Und dafür gibt es einen weiteren Anhaltspunkt: Der Vater von Otto Ferres hieß Alois und der Großvater von Marliese Recktenwald Aloysius. Als sie von den Samstagnachmittagen bei ihrem Opa erzählt, wird es emotional. Sie sagt: „Jeden Samstag hat er im Radio deutsche Musik gehört und ich bin dann zu ihm und er hat mir von Deutschland erzählt. Das hat mich immer sehr bewegt und ich wollte das, wovon er sprach, immer einmal sehen. Jetzt bin ich hier,“ sagt sie mit Tränen in den Augen.

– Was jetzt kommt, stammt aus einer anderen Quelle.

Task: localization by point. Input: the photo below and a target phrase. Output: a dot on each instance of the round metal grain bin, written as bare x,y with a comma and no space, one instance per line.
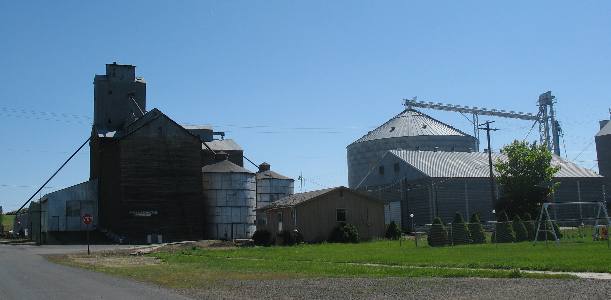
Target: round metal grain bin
272,186
409,130
230,196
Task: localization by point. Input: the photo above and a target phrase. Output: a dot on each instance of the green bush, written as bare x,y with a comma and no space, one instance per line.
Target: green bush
344,233
504,231
392,231
545,227
262,238
530,226
290,237
438,235
460,232
519,229
476,230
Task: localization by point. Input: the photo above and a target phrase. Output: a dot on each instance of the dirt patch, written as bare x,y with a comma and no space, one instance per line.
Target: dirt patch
115,261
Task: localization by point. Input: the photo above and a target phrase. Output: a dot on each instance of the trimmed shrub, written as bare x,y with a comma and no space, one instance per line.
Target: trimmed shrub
476,230
504,231
545,227
438,235
290,237
262,238
519,229
529,223
344,233
460,232
392,231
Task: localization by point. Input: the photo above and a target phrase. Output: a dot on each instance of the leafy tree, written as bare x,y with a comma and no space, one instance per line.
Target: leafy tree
262,238
392,231
476,229
530,226
438,235
519,229
526,177
344,233
504,231
460,232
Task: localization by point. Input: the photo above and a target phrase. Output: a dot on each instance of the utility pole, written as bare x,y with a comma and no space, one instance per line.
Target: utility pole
488,129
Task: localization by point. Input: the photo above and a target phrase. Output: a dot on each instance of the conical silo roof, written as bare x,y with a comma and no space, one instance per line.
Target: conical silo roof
411,122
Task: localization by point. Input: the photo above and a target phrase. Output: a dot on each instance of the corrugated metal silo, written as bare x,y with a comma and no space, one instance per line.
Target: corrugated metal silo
271,186
230,196
409,130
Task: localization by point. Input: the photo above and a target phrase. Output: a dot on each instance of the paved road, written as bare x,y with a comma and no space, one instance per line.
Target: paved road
24,274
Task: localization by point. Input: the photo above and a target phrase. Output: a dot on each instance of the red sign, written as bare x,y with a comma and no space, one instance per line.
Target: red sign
87,219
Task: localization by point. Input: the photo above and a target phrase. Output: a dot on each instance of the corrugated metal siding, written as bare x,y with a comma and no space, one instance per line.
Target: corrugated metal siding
63,209
363,157
442,164
230,203
392,213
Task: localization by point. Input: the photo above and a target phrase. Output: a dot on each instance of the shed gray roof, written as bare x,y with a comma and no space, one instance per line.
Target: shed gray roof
223,145
440,164
606,130
411,123
224,166
271,175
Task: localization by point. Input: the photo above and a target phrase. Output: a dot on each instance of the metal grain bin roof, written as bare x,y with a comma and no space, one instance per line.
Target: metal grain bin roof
271,175
296,199
411,123
224,166
441,164
606,130
222,145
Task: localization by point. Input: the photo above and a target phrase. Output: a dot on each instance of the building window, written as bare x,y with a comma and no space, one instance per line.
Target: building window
340,214
73,208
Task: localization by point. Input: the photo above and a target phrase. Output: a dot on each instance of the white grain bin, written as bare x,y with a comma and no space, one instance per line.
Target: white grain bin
230,197
271,186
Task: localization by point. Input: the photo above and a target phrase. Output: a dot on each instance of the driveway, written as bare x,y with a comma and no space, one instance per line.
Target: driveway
25,274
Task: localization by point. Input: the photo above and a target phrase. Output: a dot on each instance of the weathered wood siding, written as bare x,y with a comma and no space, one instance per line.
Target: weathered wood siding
316,219
150,182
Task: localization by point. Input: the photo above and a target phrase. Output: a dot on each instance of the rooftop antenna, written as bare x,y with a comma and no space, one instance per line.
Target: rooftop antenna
300,178
408,102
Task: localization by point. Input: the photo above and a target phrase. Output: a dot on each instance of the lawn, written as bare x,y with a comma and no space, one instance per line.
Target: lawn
577,257
7,221
197,267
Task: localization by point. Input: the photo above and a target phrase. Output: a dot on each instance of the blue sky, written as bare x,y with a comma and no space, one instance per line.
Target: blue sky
294,82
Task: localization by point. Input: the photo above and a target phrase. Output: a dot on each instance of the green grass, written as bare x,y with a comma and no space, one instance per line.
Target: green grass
196,267
7,221
576,257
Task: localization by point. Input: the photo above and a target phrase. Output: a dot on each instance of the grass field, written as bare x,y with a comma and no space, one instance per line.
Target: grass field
7,221
195,267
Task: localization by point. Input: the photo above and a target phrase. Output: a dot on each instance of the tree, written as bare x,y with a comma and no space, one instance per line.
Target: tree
476,229
438,235
460,232
530,226
344,233
520,229
504,231
392,231
526,177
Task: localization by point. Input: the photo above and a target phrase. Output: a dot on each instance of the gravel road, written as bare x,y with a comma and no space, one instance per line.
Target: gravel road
24,275
408,288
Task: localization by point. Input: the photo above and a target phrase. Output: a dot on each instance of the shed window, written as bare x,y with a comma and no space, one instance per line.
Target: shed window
340,214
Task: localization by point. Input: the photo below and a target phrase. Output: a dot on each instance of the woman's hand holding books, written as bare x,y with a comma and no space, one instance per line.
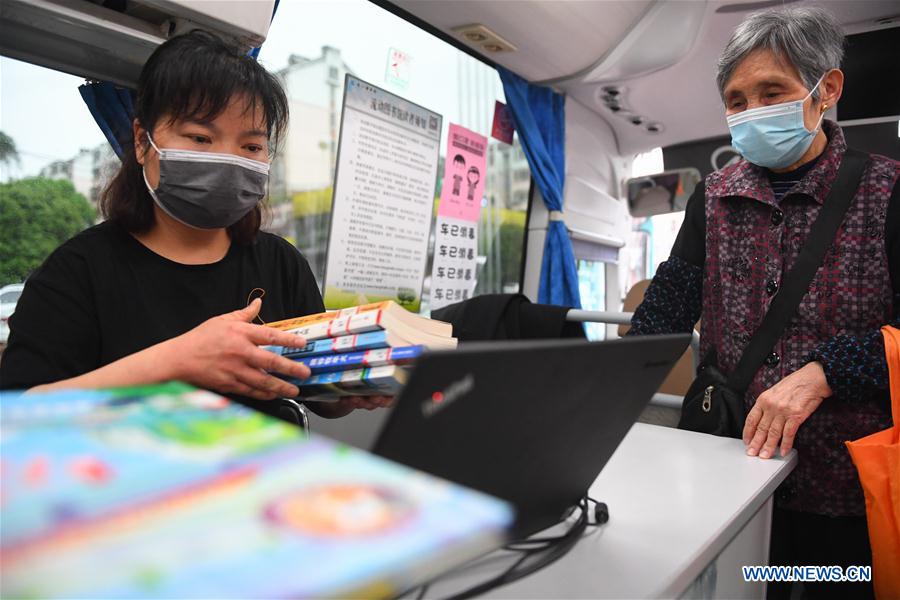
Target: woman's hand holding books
224,354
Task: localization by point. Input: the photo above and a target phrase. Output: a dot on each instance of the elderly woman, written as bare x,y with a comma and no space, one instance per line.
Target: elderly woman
826,379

Auch weitere Orte und Menschen, die mit den Brasilianern in Verbindung stehen, hat die Gruppe schon aufgesucht, darunter die Kirchen in Detzem und Klüsserath. Maria Christina Klein, die aus Brasilien kommt, war sehr erstaunt, als sie die gesehen hat. Sie sagt: „In Brasilien schmücken wir die Häuser immer sehr weihnachtlich und auch an Ostern dekorieren wir sehr viel. Jetzt weiß ich auch, nachdem wir die Klüsserather Kirche gesehen haben, dass wir das von unseren Vorfahren haben, die es aus Deutschland mitbrachten.“

Insgesamt gefällt es der Gruppe sehr gut in Deutschland. „Wir sind erstaunt, wie ähnlich es landschaftlich ist. Viele Blumen, die es hier gibt, haben wir auch in Brasilien“, sagt Clarisse Fröhlich. Maria Magdalena Klein, die Schwester von Maria Christina, die in Brasilien Ärztin ist, fällt auf, dass die Menschen in Deutschland sehr gebildet, freundlich und offen sind. „Das hat man uns zwar in Brasilien auch schon gesagt, aber das hier vor Ort so zu erfahren, ist für uns etwas ganz Besonderes.“

Maßgeblich beteiligt an dem Treffen ist Willi Follmann aus Konz, der früher in Salmtal gelebt hat. Vor 25 Jahren hat er jemanden kennengelernt, der aus Brasilien kam und Follmann hieß. Dann hat er nach Verwandten gesucht und sie gefunden. Sieben Mal war er anschließend in dem südamerikanischen Land und auch schon bei einem „Follmannsfest“, bei dem etliche Verwandte, mit Vorfahren von der Mosel und aus der Eifel zusammengekommen waren. „Das gibt es bei uns öfter, dass es sehr große Feste gibt, bei denen Menschen gleichen Nachnamens zusammenkommen. Die Leute hatten früher bis zu zehn Kinder, da kommt schon was zusammen. Es gab drei große Auswanderwellen“, sagt Clarisse Fröhlich. Der Austausch wird über eine deutsche Schule in Brasilien organisiert, und es war wohl nicht der letzte, bei dem Brasilianer hier ihre Wurzeln gefunden haben.